Henry Vaughan
born April 17, 1622, Llansantffraed,
Breconshire, Wales
died April 23, 1695, Llansantffraed
Anglo-Welsh poet and mystic remarkable for the
range and intensity of his spiritual intuitions.
Educated at Oxford and studying law in London,
Vaughan was recalled home in 1642 when the first
Civil War broke out, and he remained there the
rest of his life.
In 1646 his Poems, with the Tenth Satyre of
Juvenal Englished was published, followed by a
second volume in 1647. Meanwhile he had been
“converted” by reading the religious poet George
Herbert and gave up “idle verse.” His Silex
Scintillans (1650; “The Glittering Flint,”
enlarged 1655) and the prose Mount of Olives:
or, Solitary Devotions (1652) show the depth of
his religious convictions and the authenticity
of his poetic genius. Two more volumes of
secular verse were published, ostensibly without
his sanction; but it is his religious verse that
has lived. He also translated short moral and
religious works and two medical works in prose.

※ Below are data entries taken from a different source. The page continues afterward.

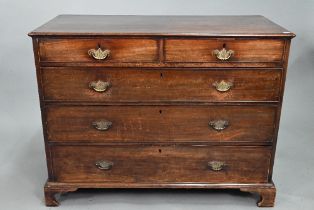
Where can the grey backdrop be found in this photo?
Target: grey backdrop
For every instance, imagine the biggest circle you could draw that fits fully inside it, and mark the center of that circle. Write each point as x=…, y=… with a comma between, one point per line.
x=23, y=170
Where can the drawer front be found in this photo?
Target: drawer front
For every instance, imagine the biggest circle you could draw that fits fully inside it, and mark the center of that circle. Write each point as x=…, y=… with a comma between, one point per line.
x=144, y=85
x=164, y=164
x=161, y=123
x=77, y=50
x=244, y=50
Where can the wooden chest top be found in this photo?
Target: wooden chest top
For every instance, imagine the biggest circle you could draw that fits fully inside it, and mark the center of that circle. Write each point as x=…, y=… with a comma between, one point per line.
x=218, y=26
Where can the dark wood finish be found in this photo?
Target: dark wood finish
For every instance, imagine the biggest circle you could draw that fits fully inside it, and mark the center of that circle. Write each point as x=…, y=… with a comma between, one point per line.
x=245, y=50
x=156, y=164
x=175, y=123
x=131, y=25
x=161, y=70
x=161, y=85
x=76, y=50
x=267, y=195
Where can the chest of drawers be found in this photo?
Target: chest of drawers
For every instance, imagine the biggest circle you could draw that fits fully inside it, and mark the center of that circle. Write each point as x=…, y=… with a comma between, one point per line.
x=161, y=101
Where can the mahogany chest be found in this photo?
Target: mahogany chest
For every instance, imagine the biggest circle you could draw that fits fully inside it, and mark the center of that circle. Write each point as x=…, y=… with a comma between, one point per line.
x=161, y=101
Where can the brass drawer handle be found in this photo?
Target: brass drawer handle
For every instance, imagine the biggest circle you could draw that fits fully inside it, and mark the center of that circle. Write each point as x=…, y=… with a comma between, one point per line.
x=216, y=165
x=104, y=165
x=99, y=54
x=102, y=125
x=223, y=86
x=223, y=54
x=99, y=86
x=218, y=125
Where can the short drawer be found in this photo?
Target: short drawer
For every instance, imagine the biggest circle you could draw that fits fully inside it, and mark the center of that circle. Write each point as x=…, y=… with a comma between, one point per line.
x=161, y=164
x=109, y=50
x=160, y=85
x=161, y=123
x=224, y=51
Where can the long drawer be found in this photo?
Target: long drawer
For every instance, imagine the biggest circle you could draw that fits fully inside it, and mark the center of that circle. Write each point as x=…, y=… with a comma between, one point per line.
x=161, y=164
x=158, y=85
x=161, y=123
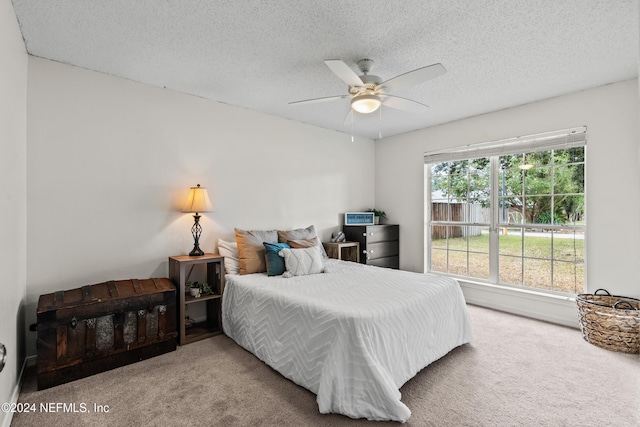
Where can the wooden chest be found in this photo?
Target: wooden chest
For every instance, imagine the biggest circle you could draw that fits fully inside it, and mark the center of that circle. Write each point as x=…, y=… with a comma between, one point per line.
x=92, y=329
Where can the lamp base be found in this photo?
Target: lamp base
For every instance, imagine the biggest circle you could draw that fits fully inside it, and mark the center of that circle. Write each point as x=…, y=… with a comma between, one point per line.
x=196, y=230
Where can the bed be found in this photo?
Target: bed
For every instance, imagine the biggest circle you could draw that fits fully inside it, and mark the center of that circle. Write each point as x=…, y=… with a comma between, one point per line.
x=353, y=335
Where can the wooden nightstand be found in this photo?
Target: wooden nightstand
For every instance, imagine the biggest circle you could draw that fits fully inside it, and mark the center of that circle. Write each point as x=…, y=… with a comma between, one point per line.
x=215, y=278
x=347, y=251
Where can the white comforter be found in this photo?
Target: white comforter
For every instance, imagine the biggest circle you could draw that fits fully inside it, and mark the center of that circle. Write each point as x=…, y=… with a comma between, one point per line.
x=352, y=335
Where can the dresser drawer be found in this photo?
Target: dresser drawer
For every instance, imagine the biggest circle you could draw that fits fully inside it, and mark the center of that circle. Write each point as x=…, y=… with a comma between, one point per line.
x=381, y=250
x=381, y=234
x=388, y=262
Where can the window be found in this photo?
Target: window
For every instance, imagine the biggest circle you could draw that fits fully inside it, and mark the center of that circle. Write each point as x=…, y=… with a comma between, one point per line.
x=509, y=212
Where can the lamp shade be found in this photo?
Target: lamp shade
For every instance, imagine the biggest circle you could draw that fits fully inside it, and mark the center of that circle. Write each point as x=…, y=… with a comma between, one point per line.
x=365, y=104
x=198, y=200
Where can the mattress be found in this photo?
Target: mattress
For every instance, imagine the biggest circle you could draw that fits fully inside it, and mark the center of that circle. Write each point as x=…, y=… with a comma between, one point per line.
x=352, y=335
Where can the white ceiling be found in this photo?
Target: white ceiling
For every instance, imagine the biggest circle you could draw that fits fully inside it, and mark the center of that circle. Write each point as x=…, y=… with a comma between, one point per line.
x=261, y=54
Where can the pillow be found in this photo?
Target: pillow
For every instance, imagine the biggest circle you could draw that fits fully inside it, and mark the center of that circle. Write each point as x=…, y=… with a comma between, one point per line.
x=300, y=243
x=275, y=264
x=229, y=250
x=251, y=250
x=302, y=234
x=303, y=261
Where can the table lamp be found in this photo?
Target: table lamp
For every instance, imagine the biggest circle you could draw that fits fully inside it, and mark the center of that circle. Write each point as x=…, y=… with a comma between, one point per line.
x=198, y=201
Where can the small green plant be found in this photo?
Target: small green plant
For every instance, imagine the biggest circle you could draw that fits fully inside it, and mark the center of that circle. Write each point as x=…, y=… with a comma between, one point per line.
x=205, y=288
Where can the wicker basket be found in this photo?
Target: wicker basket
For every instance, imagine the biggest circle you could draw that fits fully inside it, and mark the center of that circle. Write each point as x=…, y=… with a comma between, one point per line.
x=610, y=321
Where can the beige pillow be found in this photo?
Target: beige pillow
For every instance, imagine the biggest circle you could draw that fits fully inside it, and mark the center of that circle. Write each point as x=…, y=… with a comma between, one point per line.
x=300, y=243
x=251, y=249
x=301, y=234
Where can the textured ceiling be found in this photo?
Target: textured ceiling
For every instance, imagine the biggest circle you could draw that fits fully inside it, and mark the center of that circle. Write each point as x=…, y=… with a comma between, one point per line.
x=261, y=54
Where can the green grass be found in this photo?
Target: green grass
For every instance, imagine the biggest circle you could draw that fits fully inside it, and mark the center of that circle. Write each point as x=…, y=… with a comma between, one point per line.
x=559, y=267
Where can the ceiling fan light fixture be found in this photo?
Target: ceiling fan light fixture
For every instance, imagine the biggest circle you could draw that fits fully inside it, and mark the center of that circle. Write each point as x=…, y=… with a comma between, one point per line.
x=365, y=104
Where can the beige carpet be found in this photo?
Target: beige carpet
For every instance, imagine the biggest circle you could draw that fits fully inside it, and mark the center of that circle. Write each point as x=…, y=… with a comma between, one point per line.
x=517, y=372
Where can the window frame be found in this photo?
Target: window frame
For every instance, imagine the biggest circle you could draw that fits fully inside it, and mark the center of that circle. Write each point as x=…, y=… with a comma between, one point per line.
x=557, y=140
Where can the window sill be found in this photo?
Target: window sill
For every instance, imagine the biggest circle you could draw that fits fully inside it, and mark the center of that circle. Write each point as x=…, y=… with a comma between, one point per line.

At some time in the 1650s he began to practice
medicine and continued to do so throughout his
life.
Though Vaughan borrowed phrases from Herbert
and other writers and wrote poems with the same
titles as Herbert’s, he was one of the most
original poets of his day. Chiefly he had a gift
of spiritual vision or imagination that enabled
him to write freshly and convincingly, as is
illustrated in the opening of “The World”:
I saw Eternity the other night
Like a Great Ring of pure and endless light
He was equally gifted in writing about
nature, holding the old view that every flower
enjoys the air it breathes and that even sticks
and stones share man’s expectation of
resurrection. The Romantic poet William
Wordsworth may have been influenced by Vaughan.
Vaughan’s poetry was largely disregarded in
his own day and for a century after his death.
He shared in the revival of interest in
17th-century metaphysical poets in the 20th
century. The standard edition is Works (1914;
2nd ed., 1957), edited by L.C. Martin.